Two new releases hit the racks this month. Mark “Muleman” Massey and Dual Drive — two contemporary blues acts — are on Icehouse Records, a company with roots that reach back to the beginning of the music business in Memphis. Icehouse is the label run by Select-O-Hits, a music distribution company started by relatives of Sam Phillips. If I tell you that Three 6 Mafia plays a role in this story, well, welcome to Memphis.
“Uncle Sam made a living by putting [records] into the back of his car, and he’d sell 45s and 78s to anybody that would buy them,” says Johnny Phillips, co-owner of Select-O-Hits.
Phillips is discussing his uncle Sam Phillips, brother to Johnny’s father, Tommy, and founder of Sun Records. Tommy Phillips was riding high as Jerry Lee Lewis’ road manager when the Killer and his new bride/underage cousin, Myra Gale, had a career-ending chat with the British press in 1958.
“They got thrown out of England,” Phillips says. “So dad just could not go back to work. So Uncle Sam basically said you can live with me and you can manage my return warehouse.”
The warehouse evolved into Select-O-Hits, an independent record distribution company. That may sound like an anachronism in the days of streaming media. But few have kept up with the changes in this business better than Phillips. Select-O-Hits’ ability to adapt comes from decades of building relationships with artists and labels.

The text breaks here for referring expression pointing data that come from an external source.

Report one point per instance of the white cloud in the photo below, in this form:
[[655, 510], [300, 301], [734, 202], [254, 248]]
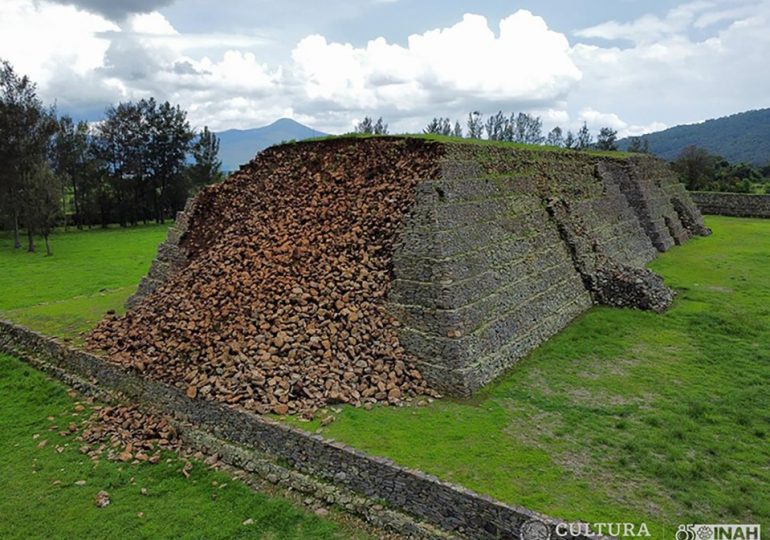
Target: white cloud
[[461, 62], [676, 70], [701, 59], [597, 120], [43, 39]]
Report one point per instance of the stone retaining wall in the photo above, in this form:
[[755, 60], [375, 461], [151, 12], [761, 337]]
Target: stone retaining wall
[[448, 507], [732, 204]]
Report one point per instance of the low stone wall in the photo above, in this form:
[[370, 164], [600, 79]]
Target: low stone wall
[[732, 204], [448, 507]]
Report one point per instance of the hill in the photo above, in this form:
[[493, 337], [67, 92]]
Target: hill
[[239, 146], [742, 137]]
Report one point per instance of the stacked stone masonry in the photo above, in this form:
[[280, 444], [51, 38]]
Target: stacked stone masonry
[[732, 204], [508, 246], [453, 509], [505, 246]]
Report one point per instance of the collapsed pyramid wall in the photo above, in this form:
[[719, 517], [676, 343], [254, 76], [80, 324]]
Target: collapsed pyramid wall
[[481, 254]]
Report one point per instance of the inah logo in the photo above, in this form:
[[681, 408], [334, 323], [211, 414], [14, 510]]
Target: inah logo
[[718, 532]]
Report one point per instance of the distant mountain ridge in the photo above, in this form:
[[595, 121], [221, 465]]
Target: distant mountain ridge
[[742, 137], [239, 146]]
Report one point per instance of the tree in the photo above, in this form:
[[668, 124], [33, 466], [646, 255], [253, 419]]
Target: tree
[[607, 140], [639, 145], [41, 201], [167, 148], [206, 167], [439, 126], [70, 159], [26, 128], [369, 127], [584, 138], [555, 137], [475, 125], [380, 128], [696, 167], [495, 127], [527, 129], [142, 148], [569, 140]]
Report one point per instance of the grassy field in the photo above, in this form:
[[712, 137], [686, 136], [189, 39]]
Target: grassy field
[[89, 273], [624, 416], [42, 497]]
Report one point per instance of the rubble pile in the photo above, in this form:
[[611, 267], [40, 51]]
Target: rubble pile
[[279, 306], [126, 434]]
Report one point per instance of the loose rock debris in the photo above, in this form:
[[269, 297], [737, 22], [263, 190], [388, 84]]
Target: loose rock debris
[[126, 434], [279, 306]]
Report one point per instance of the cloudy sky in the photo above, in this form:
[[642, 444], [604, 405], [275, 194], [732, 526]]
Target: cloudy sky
[[635, 65]]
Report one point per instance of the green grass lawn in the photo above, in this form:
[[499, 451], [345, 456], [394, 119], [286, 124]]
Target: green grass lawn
[[41, 497], [89, 273], [624, 416]]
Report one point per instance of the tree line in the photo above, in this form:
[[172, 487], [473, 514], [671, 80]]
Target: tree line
[[700, 170], [139, 164], [514, 127]]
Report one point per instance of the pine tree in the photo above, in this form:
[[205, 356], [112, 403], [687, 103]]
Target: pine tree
[[206, 168], [607, 140], [584, 138]]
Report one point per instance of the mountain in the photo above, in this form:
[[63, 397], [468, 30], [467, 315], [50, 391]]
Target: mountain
[[239, 146], [743, 137]]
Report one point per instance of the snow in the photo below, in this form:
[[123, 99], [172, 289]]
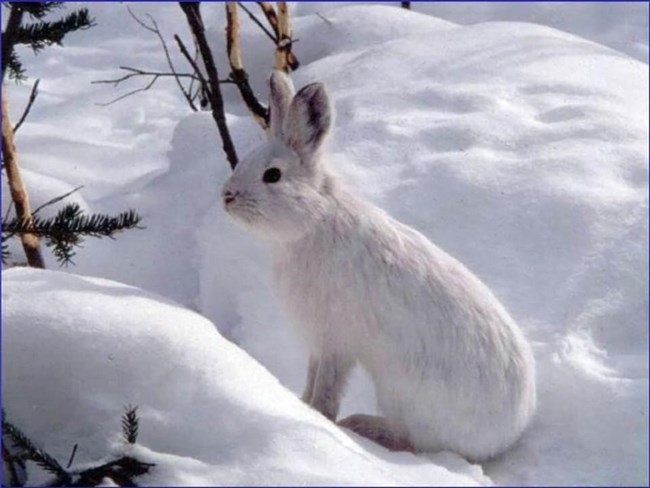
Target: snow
[[519, 148], [206, 408]]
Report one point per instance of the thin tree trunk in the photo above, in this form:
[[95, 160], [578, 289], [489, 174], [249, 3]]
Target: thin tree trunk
[[193, 14], [17, 187], [238, 73]]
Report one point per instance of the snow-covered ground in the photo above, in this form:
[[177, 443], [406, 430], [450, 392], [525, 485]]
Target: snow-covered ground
[[520, 149]]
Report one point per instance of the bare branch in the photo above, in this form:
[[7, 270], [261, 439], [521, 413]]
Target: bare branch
[[154, 28], [238, 73], [193, 13], [258, 22], [284, 58], [30, 102], [271, 17], [193, 63], [133, 72], [17, 187], [56, 199], [132, 92]]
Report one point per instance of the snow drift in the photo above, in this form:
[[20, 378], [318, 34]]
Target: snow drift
[[519, 149]]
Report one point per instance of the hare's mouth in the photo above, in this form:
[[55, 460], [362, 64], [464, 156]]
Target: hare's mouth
[[243, 209]]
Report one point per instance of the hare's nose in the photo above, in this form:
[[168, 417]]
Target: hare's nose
[[229, 196]]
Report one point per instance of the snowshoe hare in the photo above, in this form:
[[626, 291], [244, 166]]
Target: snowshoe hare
[[452, 370]]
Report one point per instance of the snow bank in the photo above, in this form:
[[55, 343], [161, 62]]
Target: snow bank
[[77, 349], [520, 149]]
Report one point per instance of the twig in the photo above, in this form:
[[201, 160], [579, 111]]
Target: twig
[[56, 199], [74, 451], [132, 92], [238, 73], [192, 62], [133, 72], [30, 102], [284, 58], [9, 208], [258, 22], [271, 17], [193, 13], [156, 31]]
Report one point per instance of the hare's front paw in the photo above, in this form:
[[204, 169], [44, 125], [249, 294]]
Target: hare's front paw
[[377, 430]]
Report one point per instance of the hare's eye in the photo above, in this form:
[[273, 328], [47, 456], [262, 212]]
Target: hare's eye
[[272, 175]]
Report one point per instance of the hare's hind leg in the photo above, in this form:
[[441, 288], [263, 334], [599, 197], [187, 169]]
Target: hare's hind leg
[[311, 379], [378, 430], [326, 381]]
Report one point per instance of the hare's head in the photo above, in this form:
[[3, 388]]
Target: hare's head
[[281, 189]]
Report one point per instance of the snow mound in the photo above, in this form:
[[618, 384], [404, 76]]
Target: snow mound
[[520, 149], [76, 350]]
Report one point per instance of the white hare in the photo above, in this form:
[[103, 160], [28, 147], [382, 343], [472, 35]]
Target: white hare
[[452, 370]]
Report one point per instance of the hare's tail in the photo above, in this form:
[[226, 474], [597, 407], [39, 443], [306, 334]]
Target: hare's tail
[[378, 430]]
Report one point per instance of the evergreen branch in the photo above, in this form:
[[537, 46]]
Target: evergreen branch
[[122, 471], [39, 456], [32, 98], [41, 34], [56, 199], [130, 423], [66, 229], [9, 58], [15, 66]]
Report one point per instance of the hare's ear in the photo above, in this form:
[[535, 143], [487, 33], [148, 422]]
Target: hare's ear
[[281, 94], [308, 121]]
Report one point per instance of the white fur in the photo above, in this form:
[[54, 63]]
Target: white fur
[[451, 368]]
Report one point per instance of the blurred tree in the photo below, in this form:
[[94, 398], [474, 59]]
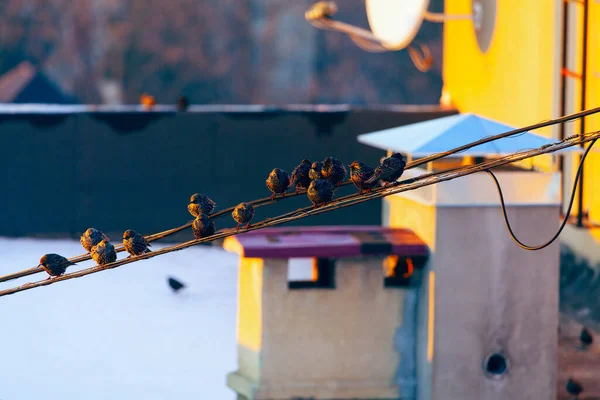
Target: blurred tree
[[211, 51]]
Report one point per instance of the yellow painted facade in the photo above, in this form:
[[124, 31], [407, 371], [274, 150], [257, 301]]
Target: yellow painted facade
[[591, 190], [250, 283], [517, 81]]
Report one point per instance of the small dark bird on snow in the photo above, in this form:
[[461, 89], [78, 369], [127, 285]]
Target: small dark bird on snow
[[389, 170], [300, 178], [573, 387], [91, 237], [333, 170], [201, 204], [54, 264], [134, 243], [359, 174], [203, 226], [315, 171], [585, 338], [320, 191], [278, 182], [175, 284], [243, 214], [182, 103], [104, 253]]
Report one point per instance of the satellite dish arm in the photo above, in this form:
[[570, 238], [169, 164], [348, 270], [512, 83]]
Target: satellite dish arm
[[440, 17], [319, 15]]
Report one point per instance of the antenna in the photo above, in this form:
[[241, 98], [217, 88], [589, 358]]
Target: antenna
[[395, 23]]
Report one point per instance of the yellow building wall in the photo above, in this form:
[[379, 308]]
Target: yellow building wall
[[591, 189], [517, 80], [249, 319]]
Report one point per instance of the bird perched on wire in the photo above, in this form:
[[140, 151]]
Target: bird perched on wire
[[243, 214], [147, 101], [174, 284], [585, 339], [320, 191], [333, 170], [359, 174], [201, 204], [182, 103], [91, 237], [389, 170], [574, 388], [54, 264], [278, 182], [320, 10], [104, 253], [134, 243], [315, 171], [203, 226], [300, 178]]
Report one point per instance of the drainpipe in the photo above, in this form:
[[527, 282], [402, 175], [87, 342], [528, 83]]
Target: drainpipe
[[563, 94], [405, 343], [580, 212]]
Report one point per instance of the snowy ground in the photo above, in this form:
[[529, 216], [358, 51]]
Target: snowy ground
[[119, 334]]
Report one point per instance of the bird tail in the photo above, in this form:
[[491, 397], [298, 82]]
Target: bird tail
[[372, 179]]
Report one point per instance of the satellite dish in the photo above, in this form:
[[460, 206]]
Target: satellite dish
[[395, 22]]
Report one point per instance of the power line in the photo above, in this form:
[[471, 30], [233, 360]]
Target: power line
[[567, 214], [346, 201], [267, 200]]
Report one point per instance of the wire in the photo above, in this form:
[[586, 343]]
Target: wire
[[346, 201], [566, 218], [267, 200]]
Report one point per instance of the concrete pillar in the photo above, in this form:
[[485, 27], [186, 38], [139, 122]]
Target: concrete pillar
[[336, 342], [488, 311]]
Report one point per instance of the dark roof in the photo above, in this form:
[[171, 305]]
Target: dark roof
[[27, 84], [326, 241]]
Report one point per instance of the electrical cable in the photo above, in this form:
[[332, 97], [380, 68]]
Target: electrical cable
[[567, 214], [346, 201]]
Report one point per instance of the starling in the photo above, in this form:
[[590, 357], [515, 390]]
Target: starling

“It was still major labels until the late ’50s and early ’60s. Back then, you bought your music from the same place you bought your TV.”

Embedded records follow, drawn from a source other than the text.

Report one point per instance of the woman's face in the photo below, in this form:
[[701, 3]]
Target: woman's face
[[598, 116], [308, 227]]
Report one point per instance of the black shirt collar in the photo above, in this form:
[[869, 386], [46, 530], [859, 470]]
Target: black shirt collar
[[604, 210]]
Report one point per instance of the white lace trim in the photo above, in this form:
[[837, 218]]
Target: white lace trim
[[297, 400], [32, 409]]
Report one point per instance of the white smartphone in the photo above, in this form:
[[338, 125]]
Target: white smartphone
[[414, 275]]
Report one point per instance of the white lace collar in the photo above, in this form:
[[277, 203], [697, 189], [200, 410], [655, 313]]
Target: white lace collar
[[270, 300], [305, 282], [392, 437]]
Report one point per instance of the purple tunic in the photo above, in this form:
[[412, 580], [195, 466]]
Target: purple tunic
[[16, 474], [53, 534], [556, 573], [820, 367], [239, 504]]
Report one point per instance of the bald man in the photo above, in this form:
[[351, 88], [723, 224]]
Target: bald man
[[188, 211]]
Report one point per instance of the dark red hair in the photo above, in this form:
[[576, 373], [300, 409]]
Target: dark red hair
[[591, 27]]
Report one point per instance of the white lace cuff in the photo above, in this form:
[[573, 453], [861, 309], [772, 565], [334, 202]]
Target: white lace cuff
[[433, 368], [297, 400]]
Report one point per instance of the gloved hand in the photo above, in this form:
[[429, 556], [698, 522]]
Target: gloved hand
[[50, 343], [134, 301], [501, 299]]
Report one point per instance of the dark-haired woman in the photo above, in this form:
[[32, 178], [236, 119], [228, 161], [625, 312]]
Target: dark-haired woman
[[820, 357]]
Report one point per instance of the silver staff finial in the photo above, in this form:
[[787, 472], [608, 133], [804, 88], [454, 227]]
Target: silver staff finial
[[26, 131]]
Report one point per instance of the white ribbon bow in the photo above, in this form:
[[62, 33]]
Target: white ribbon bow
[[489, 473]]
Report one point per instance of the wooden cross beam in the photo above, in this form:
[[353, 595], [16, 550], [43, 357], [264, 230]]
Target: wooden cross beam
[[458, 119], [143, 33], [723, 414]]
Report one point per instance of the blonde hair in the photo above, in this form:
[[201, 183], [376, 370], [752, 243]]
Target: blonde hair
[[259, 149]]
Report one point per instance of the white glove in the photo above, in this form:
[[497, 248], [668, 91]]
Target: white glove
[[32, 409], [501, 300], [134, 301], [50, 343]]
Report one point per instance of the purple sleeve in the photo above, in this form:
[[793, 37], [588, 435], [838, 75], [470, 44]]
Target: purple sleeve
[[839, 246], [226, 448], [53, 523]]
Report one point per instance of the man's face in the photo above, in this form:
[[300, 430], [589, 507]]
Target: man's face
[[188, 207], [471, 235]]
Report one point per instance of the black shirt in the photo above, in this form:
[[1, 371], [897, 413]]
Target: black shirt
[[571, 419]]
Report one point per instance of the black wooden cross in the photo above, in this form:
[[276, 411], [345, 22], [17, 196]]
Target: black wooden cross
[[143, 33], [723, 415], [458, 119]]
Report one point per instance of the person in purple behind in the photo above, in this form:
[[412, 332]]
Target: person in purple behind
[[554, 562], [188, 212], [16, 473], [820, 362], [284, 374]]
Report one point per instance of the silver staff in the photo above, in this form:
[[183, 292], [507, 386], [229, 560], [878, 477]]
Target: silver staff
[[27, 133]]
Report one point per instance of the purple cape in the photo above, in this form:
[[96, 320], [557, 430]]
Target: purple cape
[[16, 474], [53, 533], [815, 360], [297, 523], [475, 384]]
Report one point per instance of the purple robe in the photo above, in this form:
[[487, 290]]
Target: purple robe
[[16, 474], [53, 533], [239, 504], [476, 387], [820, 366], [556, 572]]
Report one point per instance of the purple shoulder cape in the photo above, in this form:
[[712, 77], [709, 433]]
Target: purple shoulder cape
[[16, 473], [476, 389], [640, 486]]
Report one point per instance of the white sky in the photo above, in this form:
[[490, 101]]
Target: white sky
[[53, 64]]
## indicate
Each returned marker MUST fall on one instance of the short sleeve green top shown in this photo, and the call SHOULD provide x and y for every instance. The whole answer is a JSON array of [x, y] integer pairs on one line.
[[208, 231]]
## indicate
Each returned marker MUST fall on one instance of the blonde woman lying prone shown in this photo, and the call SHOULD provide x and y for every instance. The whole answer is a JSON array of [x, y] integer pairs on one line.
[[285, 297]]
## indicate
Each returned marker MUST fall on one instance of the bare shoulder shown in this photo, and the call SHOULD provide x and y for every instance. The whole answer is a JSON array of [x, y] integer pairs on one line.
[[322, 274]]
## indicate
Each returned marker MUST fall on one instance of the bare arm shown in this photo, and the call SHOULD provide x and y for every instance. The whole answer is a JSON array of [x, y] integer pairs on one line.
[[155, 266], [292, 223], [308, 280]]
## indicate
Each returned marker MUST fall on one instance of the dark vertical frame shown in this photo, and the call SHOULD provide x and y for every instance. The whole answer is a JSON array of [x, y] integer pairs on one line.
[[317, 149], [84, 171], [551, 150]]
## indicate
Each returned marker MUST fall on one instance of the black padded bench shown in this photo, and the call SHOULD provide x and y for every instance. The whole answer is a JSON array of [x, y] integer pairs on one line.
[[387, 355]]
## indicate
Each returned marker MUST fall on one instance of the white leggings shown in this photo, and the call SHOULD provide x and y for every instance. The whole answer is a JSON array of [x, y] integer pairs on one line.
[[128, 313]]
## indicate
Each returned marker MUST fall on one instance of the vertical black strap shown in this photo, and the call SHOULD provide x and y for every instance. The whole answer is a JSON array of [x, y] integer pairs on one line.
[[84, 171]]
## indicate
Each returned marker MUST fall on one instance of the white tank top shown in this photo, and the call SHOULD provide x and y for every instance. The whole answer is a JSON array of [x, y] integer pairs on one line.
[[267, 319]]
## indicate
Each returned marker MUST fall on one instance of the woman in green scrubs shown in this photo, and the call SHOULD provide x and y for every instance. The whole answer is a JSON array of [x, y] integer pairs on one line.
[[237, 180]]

Sun Records and Phillips International (Uncle Sam’s second label) would have unsold product returned to a warehouse. Tommy Phillips set up a shop in the return warehouse at 605 Chelsea to move the unsold stock. Eventually, it became Select-O-Hits, which still handles distribution for labels and artists and runs Icehouse Records, a blues and rock label. Given the company’s Sun heritage, the blues and rock angle makes sense. What may make less sense to non-Memphians is how Select-O-Hits and Phillips played a role in establishing Memphis as a Dirty-South hotspot throughout the 1990s.
The Phillips family is a master example of what business types call horizontal integration, by which a company moves from its core business (recording hillbillies and prison inmates) into related side businesses (distribution, a label, and publishing). Which brings us to the “Electric Slide.” Only in Memphis.

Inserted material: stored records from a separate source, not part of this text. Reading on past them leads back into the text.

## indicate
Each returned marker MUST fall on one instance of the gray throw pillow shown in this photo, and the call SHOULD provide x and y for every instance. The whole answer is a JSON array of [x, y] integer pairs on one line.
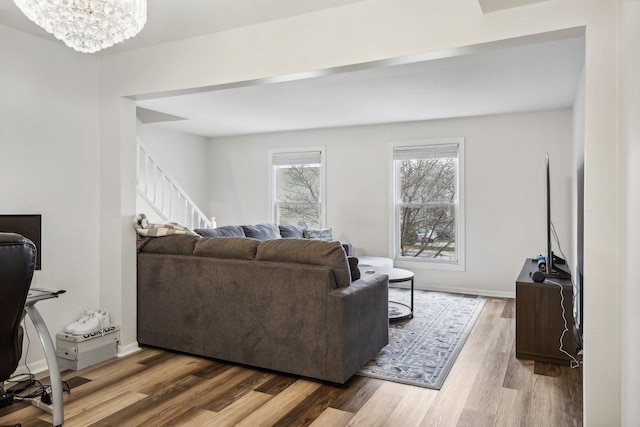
[[224, 231], [295, 231], [262, 231], [353, 267], [318, 234], [227, 247]]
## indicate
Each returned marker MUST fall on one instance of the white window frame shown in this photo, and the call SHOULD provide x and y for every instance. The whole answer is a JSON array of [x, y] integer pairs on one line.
[[394, 237], [273, 202]]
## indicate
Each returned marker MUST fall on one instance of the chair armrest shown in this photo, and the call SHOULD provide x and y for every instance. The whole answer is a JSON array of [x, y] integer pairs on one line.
[[358, 324]]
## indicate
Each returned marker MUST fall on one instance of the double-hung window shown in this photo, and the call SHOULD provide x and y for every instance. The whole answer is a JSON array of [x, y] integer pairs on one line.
[[297, 186], [428, 203]]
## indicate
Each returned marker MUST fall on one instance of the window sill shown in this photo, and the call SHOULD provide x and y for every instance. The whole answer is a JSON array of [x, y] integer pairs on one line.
[[428, 265]]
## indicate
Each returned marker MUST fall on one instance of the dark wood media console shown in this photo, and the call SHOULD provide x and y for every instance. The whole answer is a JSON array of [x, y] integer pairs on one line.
[[539, 322]]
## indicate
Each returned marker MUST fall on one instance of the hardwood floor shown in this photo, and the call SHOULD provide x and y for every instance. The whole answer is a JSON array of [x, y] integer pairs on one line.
[[487, 386]]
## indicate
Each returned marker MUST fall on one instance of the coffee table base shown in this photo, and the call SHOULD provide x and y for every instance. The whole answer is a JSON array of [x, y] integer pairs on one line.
[[399, 311]]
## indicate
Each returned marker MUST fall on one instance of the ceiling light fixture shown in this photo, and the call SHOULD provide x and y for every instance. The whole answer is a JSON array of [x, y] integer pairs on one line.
[[87, 25]]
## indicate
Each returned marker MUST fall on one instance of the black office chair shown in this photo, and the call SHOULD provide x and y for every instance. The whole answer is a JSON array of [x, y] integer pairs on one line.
[[17, 262]]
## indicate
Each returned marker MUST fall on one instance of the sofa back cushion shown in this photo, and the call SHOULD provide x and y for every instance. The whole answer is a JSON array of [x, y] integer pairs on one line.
[[227, 247], [262, 231], [304, 251], [177, 244], [224, 231]]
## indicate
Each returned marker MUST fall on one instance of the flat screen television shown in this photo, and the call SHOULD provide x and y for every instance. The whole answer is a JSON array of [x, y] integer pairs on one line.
[[555, 267], [29, 226]]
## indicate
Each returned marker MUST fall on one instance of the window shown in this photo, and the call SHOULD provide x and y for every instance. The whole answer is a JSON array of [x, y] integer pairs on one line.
[[297, 190], [428, 203]]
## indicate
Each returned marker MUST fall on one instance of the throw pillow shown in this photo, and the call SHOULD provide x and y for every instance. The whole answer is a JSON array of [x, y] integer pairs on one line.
[[353, 267], [262, 231], [224, 231], [227, 247], [178, 244], [318, 234], [295, 231]]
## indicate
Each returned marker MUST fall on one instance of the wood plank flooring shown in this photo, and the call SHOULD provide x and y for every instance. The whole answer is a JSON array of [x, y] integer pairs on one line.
[[487, 386]]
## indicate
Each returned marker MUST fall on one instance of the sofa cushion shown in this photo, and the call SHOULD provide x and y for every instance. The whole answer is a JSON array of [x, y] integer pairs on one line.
[[224, 231], [295, 231], [318, 234], [304, 251], [178, 244], [227, 247], [262, 231]]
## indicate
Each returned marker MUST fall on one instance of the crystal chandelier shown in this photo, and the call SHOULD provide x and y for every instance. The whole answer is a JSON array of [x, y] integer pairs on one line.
[[87, 25]]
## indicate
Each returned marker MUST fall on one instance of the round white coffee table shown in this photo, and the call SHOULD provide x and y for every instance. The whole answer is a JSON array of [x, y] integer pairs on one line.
[[369, 265]]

“‘The Electric Slide (Shall We Dance)’ was a dance record by Grandmaster Slice [in 1991]. Then we had a song called ‘Boom I Got Your Boyfriend’ by MC Luscious. We had the first World Class Wreckin’ Cru, which was Dr. Dre’s first group.”
Enter Three 6 Mafia: “Jimmy Burge, the buyer over at Pop Tunes called me and asked, ‘Do you know who Three 6 Mafia is?’ They were doing these cassettes and mixtapes and selling them on the street. Pop Tunes would pay them cash. Not even any case. Just an old white cassette. And there would be written ‘Three 6 Mafia, tape number whatever.’ Jimmy said these guys can sell. I got together with Jordan and Paul, and we started talking about it. Next thing you know, it was the first commercial album they recorded, called Mystic Stylez. They did an album after that called The End, Part 1, which was a big album. That’s when Sony signed them. We still have those in our catalog and 25 or 30 other titles from them and their artists.”
Phillips has seen an industry in turmoil over the past decade, but he sees rays of hope in the form of monetization of digital music. Today, Select-O-Hits manages a range of revenue sources for artists.
“We got into iTunes very quickly,” Phillips says. “Now all of our agreements include digital. YouTube is now equal [to iTunes] as an income stream for music. It’s phenomenal.”
Mark “Muleman” Massey’s latest, One Step Ahead Of The Blues, was released by Icehouse on July 3rd, and Dual Drive, Gary Goin and Pat Register, released The Memphis Project on the 8th.